Archiv für Fuldaer Zeitung

Zukunst

Für die folgende Lektüre empfiehlt sich die Titelmusik von “Akte X” als Soundtrack.

Es ist ein ungewöhnlicher Ort für Prophezeiungen, die denen des Nostradamus gleichen. Und doch: Beim letztjährigen Wettbewerb “Jugend creativ” der Volksbanken und Raiffeisenbanken hat die damals 16-jährige Monja aus Hünfeld ein “nahezu hellseherisches” Bild gemalt, auf dem sie die Katastrophen in Japan vorausgesehen hat!

So berichtet zumindest die “Fuldaer Zeitung”:

"Da saß der Schock erstmal tief" Überschwemmungen, Erdbeben, Tsunamis, Atomkrise - das sind die modernen Geißeln der Menschheit. In nahezu hellseherischer Fähigkeit hat die 17-jährige Monja die aktuellen Katastrophen der Welt bereits vor einem Jahr auf einem Bild vorausgesehen

Und natürlich sprang auch “Bild”, das Fachjournal für alles Mysteriöse, sofort auf den Zug auf:

Unheimlich Schülerin (17) malte Japan-Unglück vor einem Jahr! Auf dem Bild zu sehen: Die Tsunami-Welle trifft ein Atomkraftwerk (oben rechts)

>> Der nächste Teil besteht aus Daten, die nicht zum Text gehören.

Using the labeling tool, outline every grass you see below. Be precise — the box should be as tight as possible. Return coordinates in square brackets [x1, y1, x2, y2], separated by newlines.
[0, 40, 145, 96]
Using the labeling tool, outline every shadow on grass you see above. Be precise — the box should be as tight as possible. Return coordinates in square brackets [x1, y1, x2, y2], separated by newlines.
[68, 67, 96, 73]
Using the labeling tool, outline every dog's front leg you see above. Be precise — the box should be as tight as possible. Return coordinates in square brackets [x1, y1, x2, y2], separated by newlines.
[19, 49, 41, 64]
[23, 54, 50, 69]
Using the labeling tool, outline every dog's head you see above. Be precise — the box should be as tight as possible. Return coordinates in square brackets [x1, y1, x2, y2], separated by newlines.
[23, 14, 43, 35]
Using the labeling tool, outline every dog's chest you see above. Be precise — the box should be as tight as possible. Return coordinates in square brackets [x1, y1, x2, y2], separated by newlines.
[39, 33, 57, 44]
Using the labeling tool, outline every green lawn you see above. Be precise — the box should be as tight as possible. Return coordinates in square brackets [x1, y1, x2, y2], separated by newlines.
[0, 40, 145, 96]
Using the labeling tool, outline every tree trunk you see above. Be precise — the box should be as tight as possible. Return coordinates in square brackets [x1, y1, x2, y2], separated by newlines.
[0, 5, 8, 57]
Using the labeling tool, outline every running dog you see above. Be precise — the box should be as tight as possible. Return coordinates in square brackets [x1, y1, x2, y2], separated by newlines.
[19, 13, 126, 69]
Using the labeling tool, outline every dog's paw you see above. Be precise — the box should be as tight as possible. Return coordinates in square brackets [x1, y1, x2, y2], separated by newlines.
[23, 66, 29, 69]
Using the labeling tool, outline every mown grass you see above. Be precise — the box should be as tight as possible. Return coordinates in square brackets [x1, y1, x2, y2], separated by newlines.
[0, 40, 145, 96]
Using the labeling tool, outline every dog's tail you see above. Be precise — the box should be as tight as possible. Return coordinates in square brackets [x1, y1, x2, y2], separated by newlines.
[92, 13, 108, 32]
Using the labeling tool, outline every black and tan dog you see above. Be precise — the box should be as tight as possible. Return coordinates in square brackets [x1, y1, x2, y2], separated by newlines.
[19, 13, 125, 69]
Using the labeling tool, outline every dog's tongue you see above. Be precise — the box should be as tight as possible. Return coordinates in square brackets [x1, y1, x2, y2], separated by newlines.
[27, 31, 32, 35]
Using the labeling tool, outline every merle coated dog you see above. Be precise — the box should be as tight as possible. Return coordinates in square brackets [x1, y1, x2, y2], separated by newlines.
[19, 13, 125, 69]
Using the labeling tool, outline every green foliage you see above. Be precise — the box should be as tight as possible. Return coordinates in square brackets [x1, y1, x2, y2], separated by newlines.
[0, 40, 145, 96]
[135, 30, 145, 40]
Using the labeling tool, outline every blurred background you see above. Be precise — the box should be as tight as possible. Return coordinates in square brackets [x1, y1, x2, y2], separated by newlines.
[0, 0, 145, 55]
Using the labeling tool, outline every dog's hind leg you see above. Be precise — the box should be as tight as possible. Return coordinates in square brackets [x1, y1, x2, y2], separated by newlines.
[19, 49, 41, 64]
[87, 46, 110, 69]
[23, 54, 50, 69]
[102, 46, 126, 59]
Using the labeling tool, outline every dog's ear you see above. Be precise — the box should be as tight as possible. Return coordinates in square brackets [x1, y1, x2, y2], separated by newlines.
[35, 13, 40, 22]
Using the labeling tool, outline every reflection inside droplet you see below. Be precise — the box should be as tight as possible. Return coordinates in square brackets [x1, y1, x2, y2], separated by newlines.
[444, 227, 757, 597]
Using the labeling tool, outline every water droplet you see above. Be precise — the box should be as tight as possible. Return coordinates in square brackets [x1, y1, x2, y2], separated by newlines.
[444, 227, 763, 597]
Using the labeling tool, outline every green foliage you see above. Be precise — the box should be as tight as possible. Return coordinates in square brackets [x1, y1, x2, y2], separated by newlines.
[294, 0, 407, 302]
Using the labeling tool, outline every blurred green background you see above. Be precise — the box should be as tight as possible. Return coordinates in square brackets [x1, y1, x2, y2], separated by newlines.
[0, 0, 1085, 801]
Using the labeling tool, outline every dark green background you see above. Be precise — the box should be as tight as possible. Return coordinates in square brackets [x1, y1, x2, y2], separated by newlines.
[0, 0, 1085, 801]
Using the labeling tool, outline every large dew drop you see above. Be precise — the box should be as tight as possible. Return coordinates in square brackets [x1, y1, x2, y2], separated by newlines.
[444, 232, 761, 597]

Ganz Clevere könnten die Mystery-Stimmung jetzt natürlich mit kritischen Fragen kaputtmachen: Warum sind denn da Eisbären? Ist damit das frühe Ableben von Knut gemeint? Was sollen die toten Bäume und der Tornado? Was hat der Sturm links oben im Bild mit Japan zu tun? Und warum sehen die Menschen so gar nicht japanisch aus?

Die Antwort auf diese Fragen hat einen so geringen Mystery-Faktor, dass Sie den Soundtrack jetzt besser stoppen: Der Titel des Wettbewerbs lautete nämlich “Mach dir ein Bild vom Klima” und genau das ist der Grund, warum auch die anderen Bilder im Wettbewerb ziemlich apokalyptisch wirken.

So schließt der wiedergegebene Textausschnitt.